NIMBY Rails devblog 2024-10

Completely redesigned multiplayer internals

Even thought multiplayer has been a feature since 1.1, released almost four years ago, it has never fully worked properly. Part of the initial problem was wanting to make the simulation properly networked. This proved to be impossible because the simulation code was never written to be deterministic (for example, it is very tricky to make train motion deterministic when the track geometry is vector based, with 64 bit float resolution, and procedurally generated; in particular things like the order in which tracks are generated can influence other tracks, due the parent and branch relationships).

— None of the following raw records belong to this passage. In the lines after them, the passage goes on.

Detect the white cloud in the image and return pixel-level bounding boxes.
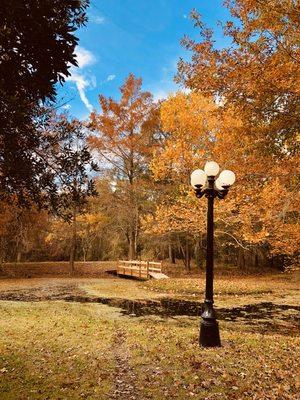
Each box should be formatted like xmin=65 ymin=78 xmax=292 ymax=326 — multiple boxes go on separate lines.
xmin=152 ymin=87 xmax=192 ymax=102
xmin=62 ymin=104 xmax=71 ymax=110
xmin=68 ymin=71 xmax=94 ymax=112
xmin=106 ymin=74 xmax=116 ymax=82
xmin=75 ymin=46 xmax=96 ymax=69
xmin=90 ymin=15 xmax=105 ymax=24
xmin=181 ymin=87 xmax=191 ymax=95
xmin=67 ymin=46 xmax=96 ymax=112
xmin=152 ymin=89 xmax=172 ymax=102
xmin=90 ymin=75 xmax=97 ymax=88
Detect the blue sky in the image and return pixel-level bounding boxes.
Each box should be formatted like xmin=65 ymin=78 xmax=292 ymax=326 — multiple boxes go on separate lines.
xmin=58 ymin=0 xmax=232 ymax=120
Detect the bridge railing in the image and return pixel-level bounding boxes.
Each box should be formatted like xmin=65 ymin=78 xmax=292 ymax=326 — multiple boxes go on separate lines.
xmin=117 ymin=260 xmax=162 ymax=279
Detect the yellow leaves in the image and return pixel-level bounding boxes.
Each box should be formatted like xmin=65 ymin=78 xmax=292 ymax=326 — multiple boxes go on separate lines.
xmin=160 ymin=92 xmax=216 ymax=136
xmin=45 ymin=219 xmax=73 ymax=244
xmin=144 ymin=191 xmax=207 ymax=236
xmin=150 ymin=85 xmax=300 ymax=256
xmin=76 ymin=212 xmax=109 ymax=241
xmin=45 ymin=233 xmax=54 ymax=243
xmin=88 ymin=73 xmax=158 ymax=184
xmin=0 ymin=201 xmax=15 ymax=236
xmin=152 ymin=92 xmax=219 ymax=182
xmin=77 ymin=212 xmax=107 ymax=226
xmin=235 ymin=175 xmax=300 ymax=254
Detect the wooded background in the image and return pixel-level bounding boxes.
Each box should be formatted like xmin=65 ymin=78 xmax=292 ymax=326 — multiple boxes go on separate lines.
xmin=0 ymin=0 xmax=299 ymax=272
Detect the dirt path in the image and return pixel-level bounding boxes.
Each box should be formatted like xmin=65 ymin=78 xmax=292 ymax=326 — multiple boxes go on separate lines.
xmin=110 ymin=327 xmax=139 ymax=400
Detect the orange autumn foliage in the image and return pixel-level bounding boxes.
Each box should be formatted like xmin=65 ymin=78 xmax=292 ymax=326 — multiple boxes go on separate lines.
xmin=88 ymin=74 xmax=160 ymax=259
xmin=149 ymin=89 xmax=299 ymax=256
xmin=149 ymin=0 xmax=300 ymax=257
xmin=89 ymin=73 xmax=158 ymax=182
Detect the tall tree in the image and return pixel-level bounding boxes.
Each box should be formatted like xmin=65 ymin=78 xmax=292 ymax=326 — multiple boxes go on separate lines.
xmin=89 ymin=74 xmax=159 ymax=259
xmin=147 ymin=92 xmax=240 ymax=268
xmin=0 ymin=0 xmax=90 ymax=205
xmin=42 ymin=112 xmax=98 ymax=273
xmin=177 ymin=0 xmax=300 ymax=156
xmin=164 ymin=1 xmax=300 ymax=264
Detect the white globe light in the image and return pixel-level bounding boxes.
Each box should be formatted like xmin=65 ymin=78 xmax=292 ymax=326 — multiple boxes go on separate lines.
xmin=204 ymin=161 xmax=220 ymax=177
xmin=190 ymin=169 xmax=207 ymax=188
xmin=218 ymin=170 xmax=236 ymax=186
xmin=215 ymin=177 xmax=225 ymax=191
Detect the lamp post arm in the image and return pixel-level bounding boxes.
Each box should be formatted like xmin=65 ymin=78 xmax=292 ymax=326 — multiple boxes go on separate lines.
xmin=194 ymin=187 xmax=207 ymax=198
xmin=216 ymin=190 xmax=228 ymax=199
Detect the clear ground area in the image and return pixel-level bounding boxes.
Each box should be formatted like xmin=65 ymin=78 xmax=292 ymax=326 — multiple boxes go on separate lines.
xmin=0 ymin=271 xmax=299 ymax=399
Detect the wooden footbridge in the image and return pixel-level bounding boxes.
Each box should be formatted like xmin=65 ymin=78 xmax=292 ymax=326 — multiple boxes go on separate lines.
xmin=117 ymin=260 xmax=168 ymax=280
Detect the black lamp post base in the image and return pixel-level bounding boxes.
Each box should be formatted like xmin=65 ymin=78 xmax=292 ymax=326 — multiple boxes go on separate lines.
xmin=199 ymin=319 xmax=221 ymax=347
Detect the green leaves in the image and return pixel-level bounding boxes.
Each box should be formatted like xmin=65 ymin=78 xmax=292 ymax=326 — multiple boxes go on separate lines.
xmin=0 ymin=0 xmax=90 ymax=206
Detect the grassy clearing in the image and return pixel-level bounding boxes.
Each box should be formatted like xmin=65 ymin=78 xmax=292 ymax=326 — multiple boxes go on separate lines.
xmin=143 ymin=274 xmax=299 ymax=297
xmin=81 ymin=278 xmax=164 ymax=300
xmin=126 ymin=319 xmax=299 ymax=399
xmin=0 ymin=301 xmax=116 ymax=399
xmin=141 ymin=273 xmax=300 ymax=307
xmin=0 ymin=301 xmax=298 ymax=399
xmin=0 ymin=272 xmax=299 ymax=399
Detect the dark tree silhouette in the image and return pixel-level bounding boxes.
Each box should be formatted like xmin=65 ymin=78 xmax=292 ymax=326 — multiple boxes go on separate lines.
xmin=0 ymin=0 xmax=90 ymax=205
xmin=38 ymin=110 xmax=98 ymax=274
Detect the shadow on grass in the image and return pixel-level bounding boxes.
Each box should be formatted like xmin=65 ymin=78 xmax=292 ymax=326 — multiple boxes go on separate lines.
xmin=0 ymin=284 xmax=299 ymax=335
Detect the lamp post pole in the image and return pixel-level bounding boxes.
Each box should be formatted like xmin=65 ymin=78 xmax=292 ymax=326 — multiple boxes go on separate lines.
xmin=200 ymin=176 xmax=221 ymax=347
xmin=190 ymin=162 xmax=236 ymax=348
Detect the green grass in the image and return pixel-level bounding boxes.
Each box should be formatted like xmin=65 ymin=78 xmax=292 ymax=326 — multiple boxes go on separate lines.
xmin=126 ymin=319 xmax=299 ymax=399
xmin=143 ymin=274 xmax=299 ymax=297
xmin=0 ymin=302 xmax=115 ymax=399
xmin=0 ymin=272 xmax=299 ymax=399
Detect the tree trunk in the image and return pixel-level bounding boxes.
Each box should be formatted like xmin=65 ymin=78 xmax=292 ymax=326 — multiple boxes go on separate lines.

But even if the sim is a lost cause, the database part of the game should be not. The database is everything that is player editable but independent of the simulation. For example, the track nodes (not the actual track geometry). Or the orders in a schedule. Or the fact a train is composed of certain cars in a certain order. Basically everything that as a UI editor associated to it, and “does not move by itself, it only moves by manual player action” so to speak (trains are separated into the concept of train and the concept of “motion” to make this possible.)

Multiplayer therefore mainly consists in trying to keep this database of user created objects synchronized between all the players. There’s a variety of strategies to accomplish this. Some are impossible to do in NIMBY Rails, since it’s a goal of the game to only be limited by user CPU and RAM, so the database size can go into the gigabytes for large saves. Therefore direct synchronization of this database is only possible at game start, as a save file, and not practical during gameplay.

Another handicap for the NIMBY Rails netcode is that there is no limit to player movement or visibility range. Other games supporting massive worlds with massive amounts of player created objects, like Minecraft, have the advantage of players being limited in movement and visibility. This means the server only needs to send a limited set of information to the client, a subset of the full database (or chunk map in this case). And the client assumes it only has a access to that subset, like a cache.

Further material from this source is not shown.